Rock symphonique

Le rock symphonique (ou classical rock) est un sous-genre de rock qui combine des éléments de rock et de musique classique. Apparu dans la seconde moitié des années 1960, il se développe au début des années 1970 et devient populaire au cours de cette même décennie. Le succès du genre diminue à partir de la fin des années 1970 jusqu'à perdre complètement en popularité au cours des années 1980. Le rock symphonique est remis au goût du jour durant les années 1990.

Rock symphonique
Origines stylistiques Rock, musique classique
Origines culturelles Fin des années 1960 ; Royaume-Uni
Instruments typiques Clavier, guitare électrique, batterie, hautbois, violon, violoncelle, synthétiseur
Popularité Fin des années 1960 jusqu'au milieu des années 1970
Voir aussi Metal symphonique

Genres associés

Rock progressif

Terminologie

Le rock symphonique est un sous-genre du rock qui est aussi connu sous le nom de « classical rock »[1]. Le terme « rock symphonique » est souvent utilisé comme un synonyme de « rock progressif »[2],[3] ou est considéré comme une « sous-catégorie » distincte de ce dernier[4],[5]. Dans sa thèse de Ph.D., Suzanne Mary Wilkins définit le rock symphonique comme un sous-genre du rock progressif qui présente les caractéristiques suivantes[6] :

  • l'emploi d'instruments classiques et d'une orchestration sophistiquée ;
  • la participation d'un groupe de rock ;
  • le groupe de rock et l'ensemble classique doivent tous deux jouer un rôle significatif dans la composition de la musique.

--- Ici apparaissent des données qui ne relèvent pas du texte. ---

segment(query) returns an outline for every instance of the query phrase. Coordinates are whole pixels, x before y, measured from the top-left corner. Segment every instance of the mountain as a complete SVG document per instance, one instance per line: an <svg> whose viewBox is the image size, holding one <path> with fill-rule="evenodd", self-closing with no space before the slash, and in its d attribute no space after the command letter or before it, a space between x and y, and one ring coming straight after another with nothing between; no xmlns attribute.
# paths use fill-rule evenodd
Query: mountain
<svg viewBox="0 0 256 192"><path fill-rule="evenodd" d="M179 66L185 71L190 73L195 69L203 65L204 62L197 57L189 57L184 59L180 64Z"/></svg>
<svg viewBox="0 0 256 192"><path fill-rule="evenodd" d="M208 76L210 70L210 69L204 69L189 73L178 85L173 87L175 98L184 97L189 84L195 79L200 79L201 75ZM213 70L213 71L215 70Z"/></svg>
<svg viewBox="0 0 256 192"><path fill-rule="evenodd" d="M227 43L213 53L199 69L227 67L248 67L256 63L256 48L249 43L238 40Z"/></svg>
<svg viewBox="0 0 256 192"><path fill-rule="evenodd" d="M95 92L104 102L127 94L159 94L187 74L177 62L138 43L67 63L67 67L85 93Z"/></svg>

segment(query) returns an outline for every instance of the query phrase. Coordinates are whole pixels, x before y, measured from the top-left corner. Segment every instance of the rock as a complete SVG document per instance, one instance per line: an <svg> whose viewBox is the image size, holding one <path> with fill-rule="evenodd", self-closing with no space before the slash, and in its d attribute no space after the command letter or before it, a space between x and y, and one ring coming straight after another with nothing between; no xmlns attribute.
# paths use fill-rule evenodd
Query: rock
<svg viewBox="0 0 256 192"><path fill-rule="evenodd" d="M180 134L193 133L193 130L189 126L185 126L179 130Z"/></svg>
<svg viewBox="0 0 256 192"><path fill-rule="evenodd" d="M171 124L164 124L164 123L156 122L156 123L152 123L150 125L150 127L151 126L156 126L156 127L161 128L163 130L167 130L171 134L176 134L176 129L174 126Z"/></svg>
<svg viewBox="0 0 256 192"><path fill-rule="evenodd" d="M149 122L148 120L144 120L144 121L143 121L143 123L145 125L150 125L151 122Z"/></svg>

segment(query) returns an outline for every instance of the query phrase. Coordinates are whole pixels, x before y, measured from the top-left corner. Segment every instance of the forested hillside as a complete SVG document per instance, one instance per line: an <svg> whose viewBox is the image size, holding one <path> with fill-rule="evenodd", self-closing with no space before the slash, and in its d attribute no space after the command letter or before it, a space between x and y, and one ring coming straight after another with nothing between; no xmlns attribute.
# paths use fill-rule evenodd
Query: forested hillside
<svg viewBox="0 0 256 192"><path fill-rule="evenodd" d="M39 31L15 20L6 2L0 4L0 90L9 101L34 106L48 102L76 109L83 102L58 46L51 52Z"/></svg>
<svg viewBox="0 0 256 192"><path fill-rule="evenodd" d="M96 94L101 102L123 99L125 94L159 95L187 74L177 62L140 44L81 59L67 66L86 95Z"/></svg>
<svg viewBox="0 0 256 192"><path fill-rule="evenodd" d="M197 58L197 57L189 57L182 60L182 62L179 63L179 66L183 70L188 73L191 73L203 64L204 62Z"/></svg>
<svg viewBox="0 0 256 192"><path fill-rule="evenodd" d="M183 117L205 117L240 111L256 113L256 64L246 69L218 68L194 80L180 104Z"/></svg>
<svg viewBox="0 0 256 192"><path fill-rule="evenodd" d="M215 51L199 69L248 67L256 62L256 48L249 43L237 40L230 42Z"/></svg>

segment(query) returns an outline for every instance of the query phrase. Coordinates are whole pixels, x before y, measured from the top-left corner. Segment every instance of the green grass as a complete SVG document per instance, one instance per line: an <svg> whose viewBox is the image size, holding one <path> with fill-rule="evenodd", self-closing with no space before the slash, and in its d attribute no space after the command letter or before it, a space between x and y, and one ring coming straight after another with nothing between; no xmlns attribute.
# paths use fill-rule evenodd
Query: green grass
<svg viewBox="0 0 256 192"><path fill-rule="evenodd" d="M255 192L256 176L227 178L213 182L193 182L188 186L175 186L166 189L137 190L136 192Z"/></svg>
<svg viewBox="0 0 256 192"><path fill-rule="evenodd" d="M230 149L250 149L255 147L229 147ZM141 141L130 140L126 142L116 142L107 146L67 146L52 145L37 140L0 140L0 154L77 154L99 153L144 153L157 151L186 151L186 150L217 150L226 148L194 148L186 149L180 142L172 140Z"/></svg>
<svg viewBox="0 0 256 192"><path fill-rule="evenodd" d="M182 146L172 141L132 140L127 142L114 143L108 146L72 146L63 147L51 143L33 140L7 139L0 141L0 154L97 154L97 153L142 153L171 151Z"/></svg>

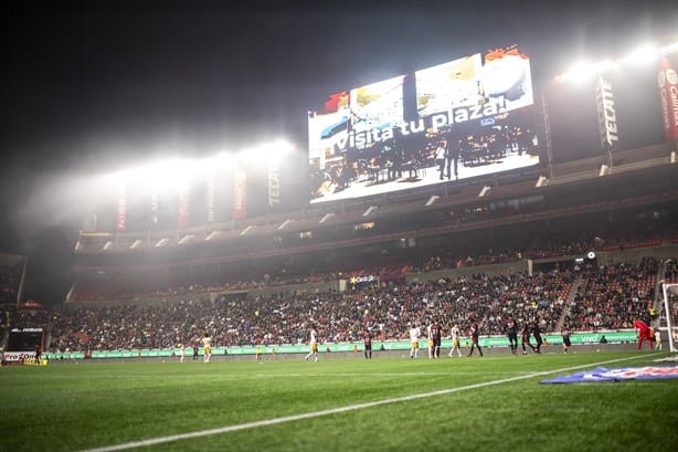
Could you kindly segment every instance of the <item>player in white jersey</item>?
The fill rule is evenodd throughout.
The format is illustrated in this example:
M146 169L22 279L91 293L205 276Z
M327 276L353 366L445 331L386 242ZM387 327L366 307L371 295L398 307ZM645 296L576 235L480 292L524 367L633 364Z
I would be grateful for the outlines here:
M449 357L454 355L454 351L457 350L457 355L459 358L462 357L462 347L460 347L460 337L459 337L459 326L455 324L449 330L449 335L452 336L452 349L449 350Z
M421 328L412 324L412 328L410 328L410 358L416 358L419 355L419 339L421 335Z
M310 351L308 353L308 355L306 355L304 357L305 360L308 361L308 358L310 358L312 355L315 355L316 357L316 362L318 361L318 332L316 330L315 326L310 326L310 338L308 341L308 345L310 346Z

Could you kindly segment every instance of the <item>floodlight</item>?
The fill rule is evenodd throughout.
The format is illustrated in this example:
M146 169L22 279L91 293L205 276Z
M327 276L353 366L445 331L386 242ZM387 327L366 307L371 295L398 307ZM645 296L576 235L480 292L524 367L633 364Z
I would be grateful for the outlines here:
M659 49L659 54L661 55L668 55L669 53L678 53L678 42L674 42Z
M233 166L233 155L229 153L221 153L201 160L200 166L206 174L216 172L221 169L229 169Z
M580 62L572 66L559 77L563 82L583 83L595 73L595 66L589 63Z
M657 48L651 44L645 44L622 59L622 62L634 65L643 65L651 63L657 57Z
M153 190L163 191L188 185L197 168L195 160L170 159L149 165L140 171L140 176Z

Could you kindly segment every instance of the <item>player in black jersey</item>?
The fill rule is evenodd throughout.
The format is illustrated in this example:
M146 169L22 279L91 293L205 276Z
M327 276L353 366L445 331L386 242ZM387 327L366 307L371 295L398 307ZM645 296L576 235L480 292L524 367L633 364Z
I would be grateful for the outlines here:
M428 340L431 341L431 358L438 359L441 357L441 341L443 335L441 333L441 326L434 320L428 326Z
M534 341L537 343L537 345L532 347L532 349L534 350L536 354L540 354L541 345L543 344L543 340L541 338L541 329L539 328L539 320L536 320L534 326L532 326L532 336L534 336Z
M480 344L478 344L479 336L480 336L480 333L478 332L478 324L474 322L473 324L470 324L470 351L468 353L469 358L473 356L474 349L476 347L478 348L478 353L480 354L480 356L485 356L483 355L483 349L480 348Z
M522 345L522 354L523 355L527 355L527 349L525 347L526 344L528 346L530 346L532 351L534 351L534 346L532 344L530 344L530 324L527 320L522 324L522 332L521 332L520 344Z
M518 329L516 327L516 322L513 322L513 317L509 317L506 323L506 335L509 338L509 347L511 348L511 353L516 355L518 351Z
M364 344L364 359L372 359L372 334L368 328L364 329L362 340Z

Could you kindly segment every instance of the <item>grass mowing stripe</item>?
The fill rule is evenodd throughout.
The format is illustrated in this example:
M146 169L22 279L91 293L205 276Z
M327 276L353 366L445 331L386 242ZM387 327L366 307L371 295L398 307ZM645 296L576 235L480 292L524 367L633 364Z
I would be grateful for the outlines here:
M432 391L432 392L424 392L424 393L416 393L416 395L411 395L411 396L396 397L392 399L377 400L373 402L356 403L356 404L350 404L347 407L338 407L338 408L331 408L328 410L285 416L282 418L247 422L247 423L242 423L237 425L219 427L215 429L199 430L199 431L189 432L189 433L170 434L166 437L151 438L148 440L130 441L130 442L115 444L115 445L106 445L102 448L86 449L80 452L116 452L116 451L125 451L129 449L138 449L138 448L156 445L156 444L162 444L162 443L168 443L168 442L173 442L173 441L189 440L193 438L211 437L211 435L230 433L230 432L240 431L240 430L255 429L259 427L275 425L275 424L280 424L285 422L294 422L294 421L300 421L305 419L319 418L322 416L339 414L339 413L343 413L348 411L356 411L356 410L361 410L366 408L379 407L382 404L399 403L399 402L405 402L405 401L424 399L424 398L436 397L436 396L445 396L445 395L449 395L454 392L465 391L468 389L478 389L478 388L484 388L488 386L502 385L502 383L507 383L511 381L525 380L525 379L534 378L534 377L543 377L543 376L551 375L551 374L566 372L566 371L572 371L572 370L579 370L582 368L608 365L613 362L629 361L634 359L647 358L648 356L654 356L654 355L659 355L659 354L658 353L643 354L640 356L611 359L607 361L593 362L593 364L586 364L586 365L580 365L580 366L564 367L564 368L555 369L555 370L530 372L530 374L520 375L517 377L504 378L504 379L494 380L494 381L484 381L484 382L462 386L457 388L441 389L441 390Z

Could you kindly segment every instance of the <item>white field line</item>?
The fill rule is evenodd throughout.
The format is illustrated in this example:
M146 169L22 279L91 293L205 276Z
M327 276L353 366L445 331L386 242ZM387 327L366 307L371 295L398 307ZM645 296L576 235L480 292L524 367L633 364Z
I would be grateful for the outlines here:
M651 354L651 355L658 355L658 354ZM494 380L494 381L484 381L479 383L462 386L458 388L441 389L441 390L432 391L432 392L415 393L411 396L395 397L392 399L377 400L373 402L356 403L356 404L349 404L347 407L330 408L328 410L312 411L312 412L293 414L293 416L284 416L282 418L273 418L273 419L266 419L263 421L241 423L237 425L219 427L216 429L199 430L199 431L188 432L188 433L179 433L179 434L170 434L167 437L151 438L148 440L130 441L130 442L115 444L115 445L105 445L102 448L85 449L81 452L126 451L129 449L137 449L137 448L144 448L148 445L162 444L162 443L168 443L172 441L189 440L192 438L212 437L215 434L230 433L230 432L235 432L239 430L256 429L258 427L275 425L275 424L285 423L285 422L295 422L295 421L301 421L305 419L319 418L321 416L338 414L338 413L343 413L347 411L362 410L366 408L379 407L381 404L400 403L400 402L406 402L410 400L425 399L425 398L436 397L436 396L445 396L448 393L460 392L460 391L465 391L469 389L477 389L477 388L484 388L487 386L502 385L502 383L507 383L511 381L525 380L528 378L543 377L543 376L551 375L551 374L578 370L578 369L582 369L586 367L602 366L602 365L612 364L612 362L629 361L633 359L647 358L648 356L651 356L651 355L643 354L643 355L634 356L631 358L618 358L618 359L611 359L608 361L592 362L592 364L573 366L573 367L563 367L562 369L544 370L541 372L531 372L531 374L521 375L518 377L504 378L504 379Z

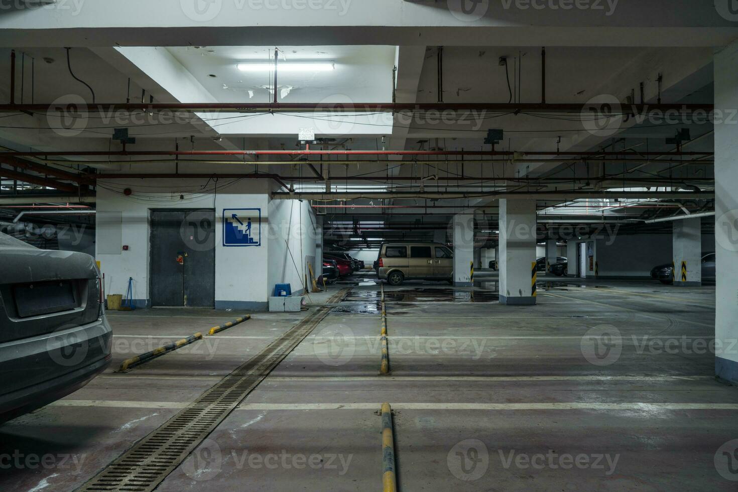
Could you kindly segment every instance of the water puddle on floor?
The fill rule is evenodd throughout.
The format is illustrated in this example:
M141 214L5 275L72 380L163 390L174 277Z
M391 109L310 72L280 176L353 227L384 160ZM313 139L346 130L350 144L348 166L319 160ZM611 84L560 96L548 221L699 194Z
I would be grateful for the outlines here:
M490 291L457 291L453 288L405 288L385 291L387 302L496 302L500 300L497 292ZM379 291L352 291L345 298L351 301L382 301Z

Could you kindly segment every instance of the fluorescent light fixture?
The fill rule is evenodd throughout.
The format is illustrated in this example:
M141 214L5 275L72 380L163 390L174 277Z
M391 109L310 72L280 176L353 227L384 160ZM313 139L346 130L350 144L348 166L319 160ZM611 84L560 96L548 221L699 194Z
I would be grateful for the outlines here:
M335 62L331 60L320 61L280 61L277 66L280 72L331 72L336 69ZM274 72L274 62L249 61L236 65L241 72Z

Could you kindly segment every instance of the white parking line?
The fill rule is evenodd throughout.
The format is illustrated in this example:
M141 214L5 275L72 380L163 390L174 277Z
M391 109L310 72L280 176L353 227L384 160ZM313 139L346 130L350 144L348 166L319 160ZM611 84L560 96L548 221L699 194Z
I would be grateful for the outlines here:
M106 408L182 409L188 403L179 401L112 401L102 400L59 400L49 406L94 406ZM380 403L242 403L240 410L376 410ZM738 403L393 403L399 410L738 410Z

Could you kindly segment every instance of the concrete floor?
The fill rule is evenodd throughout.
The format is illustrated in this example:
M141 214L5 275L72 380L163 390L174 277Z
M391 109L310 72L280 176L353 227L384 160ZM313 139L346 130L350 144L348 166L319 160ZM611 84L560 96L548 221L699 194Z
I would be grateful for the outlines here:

Selon un article du magazine musical The Wire, le rock symphonique possède des signatures rythmiques composées, une instrumentation complexe, des tonalités « prétentieuses », une structure « mélodramatique » et des solos « grandiloquents »[7].

Caractéristiques

Le rock symphonique est une fusion de rock et de musique classique[8]. Le genre se caractérise par des structures complexes, des harmonies riches et des timbres contrastés[4]. Les groupes rattachés au rock symphonique, pour la plupart anglais, mêlent des sonorités propres au rock avec une composition élaborée[9]. Ils associent guitares électriques et batteries avec d'autres instruments comme des hautbois, des violons et des violoncelles[1]. Les mélodies et les crescendos caractéristiques des compositeurs classiques se mêlent à des guitares électriques et des synthétiseurs[10]. Le clavier reste néanmoins l'instrument central du rock symphonique et a été utilisé par presque tous les groupes liés au genre[11].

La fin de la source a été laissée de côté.